The Exquisite Assistant

David Costabile and John Ellison Conlee in Madeleine George’s “The (curious case of the) Watson Intelligence” at Playwrights Horizons under the direction of Leigh Silverman, and playing through December 29th.
Photo by Joan Marcus.

Say “Watson” and I think Sherlock Holmes.

Apparently so does Madeleine George, the author behind “The (curious case of the) Watson Intelligence,” at Playwrights Horizons through December 29th.

George does not limit herself however merely to the one Watson, but also imagines Alexander Graham Bell’s assistant, Thomas Watson, and the IBM computer that beat Jeopardy’s best. All the “Watsons,” (John Ellison Conlee,)  including the fictional one created for the play who is a techie on the “Dweeb Team” aim to please. They are, in many ways perfect companions, whose desire to serve their “master’s” and divine their needs.

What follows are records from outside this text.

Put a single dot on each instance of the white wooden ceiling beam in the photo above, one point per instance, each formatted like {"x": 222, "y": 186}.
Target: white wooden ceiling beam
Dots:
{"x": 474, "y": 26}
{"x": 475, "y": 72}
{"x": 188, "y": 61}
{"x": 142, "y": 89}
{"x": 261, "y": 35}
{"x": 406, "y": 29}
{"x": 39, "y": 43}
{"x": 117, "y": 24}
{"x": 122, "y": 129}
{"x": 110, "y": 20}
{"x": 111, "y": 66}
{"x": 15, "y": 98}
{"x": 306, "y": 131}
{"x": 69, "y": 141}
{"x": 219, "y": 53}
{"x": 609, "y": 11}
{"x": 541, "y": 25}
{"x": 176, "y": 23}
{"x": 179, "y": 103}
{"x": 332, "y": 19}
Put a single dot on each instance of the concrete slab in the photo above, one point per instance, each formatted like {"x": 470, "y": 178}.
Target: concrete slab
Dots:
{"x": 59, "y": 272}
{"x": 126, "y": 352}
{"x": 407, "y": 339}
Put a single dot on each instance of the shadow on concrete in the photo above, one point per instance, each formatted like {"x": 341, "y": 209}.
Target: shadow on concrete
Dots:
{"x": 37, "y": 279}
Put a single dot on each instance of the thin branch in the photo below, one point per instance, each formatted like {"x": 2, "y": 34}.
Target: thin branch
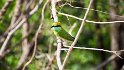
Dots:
{"x": 96, "y": 49}
{"x": 14, "y": 29}
{"x": 78, "y": 34}
{"x": 122, "y": 17}
{"x": 53, "y": 3}
{"x": 36, "y": 35}
{"x": 50, "y": 62}
{"x": 89, "y": 20}
{"x": 4, "y": 8}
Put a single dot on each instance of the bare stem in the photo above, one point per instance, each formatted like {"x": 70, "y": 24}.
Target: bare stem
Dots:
{"x": 78, "y": 34}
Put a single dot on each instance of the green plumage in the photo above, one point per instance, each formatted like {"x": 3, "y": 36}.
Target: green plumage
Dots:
{"x": 60, "y": 32}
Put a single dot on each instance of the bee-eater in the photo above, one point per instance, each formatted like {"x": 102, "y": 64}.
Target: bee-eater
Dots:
{"x": 60, "y": 32}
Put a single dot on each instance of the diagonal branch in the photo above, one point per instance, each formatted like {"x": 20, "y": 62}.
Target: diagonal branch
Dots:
{"x": 78, "y": 34}
{"x": 4, "y": 8}
{"x": 59, "y": 45}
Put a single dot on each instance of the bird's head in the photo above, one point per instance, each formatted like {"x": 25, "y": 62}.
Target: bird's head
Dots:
{"x": 56, "y": 24}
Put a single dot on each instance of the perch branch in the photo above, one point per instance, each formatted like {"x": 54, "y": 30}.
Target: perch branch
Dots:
{"x": 78, "y": 34}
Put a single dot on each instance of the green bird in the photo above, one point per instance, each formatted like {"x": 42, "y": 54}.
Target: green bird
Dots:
{"x": 60, "y": 32}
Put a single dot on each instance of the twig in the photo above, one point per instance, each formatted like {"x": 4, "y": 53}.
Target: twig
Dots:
{"x": 96, "y": 49}
{"x": 37, "y": 34}
{"x": 50, "y": 62}
{"x": 13, "y": 30}
{"x": 53, "y": 3}
{"x": 89, "y": 20}
{"x": 78, "y": 34}
{"x": 91, "y": 10}
{"x": 4, "y": 8}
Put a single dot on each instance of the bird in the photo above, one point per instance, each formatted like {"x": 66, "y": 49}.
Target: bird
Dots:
{"x": 59, "y": 31}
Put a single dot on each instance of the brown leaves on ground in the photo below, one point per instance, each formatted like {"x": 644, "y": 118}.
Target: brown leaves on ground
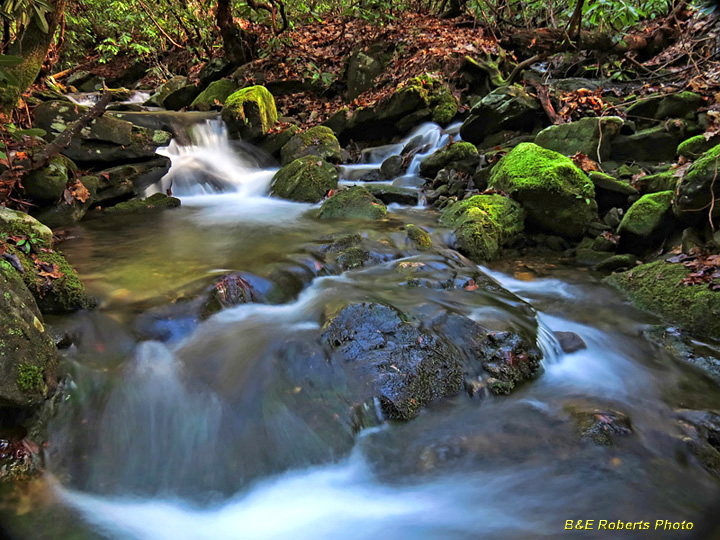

As helpful as Watson is, so obstructive is Merrick (David Costabile). In his various incarnations as a techno-phobic paranoiac, as an  inventor out to destroy his wife, he is the least likable man on the stage, not to say the planet.

Eliza (Amanda Quaid) is the object of Merrick’s affections and distrust. Granted, she is not the only one he distrusts. Merrick’s rants against the government are poisonously amusing.

Eliza is building a computer, based on IBM’s “Watson,” that will understand what she wants. A great asssitant anticipates your desires. Eliza’s encounter with the techie Watson whom her husband, Frank Merrick, hires to follow her confuses her emotional landscape. In him she finds the living embodiment of the robot she is designing.

Eliza with the Watson robot she is programming: Amanda Quaid and John Ellison Conlee. Photo by Joan Marcus.

The concept, nicely executed by the actors under Leigh Silverman’s able direction, is neat and fascinating, but like human interactions unpredictability. In many ways, the idea behind the play is frittered away by the many paths the plot takes. It’s an entertaining and thought-provoking foray, but it ultimately disappoints.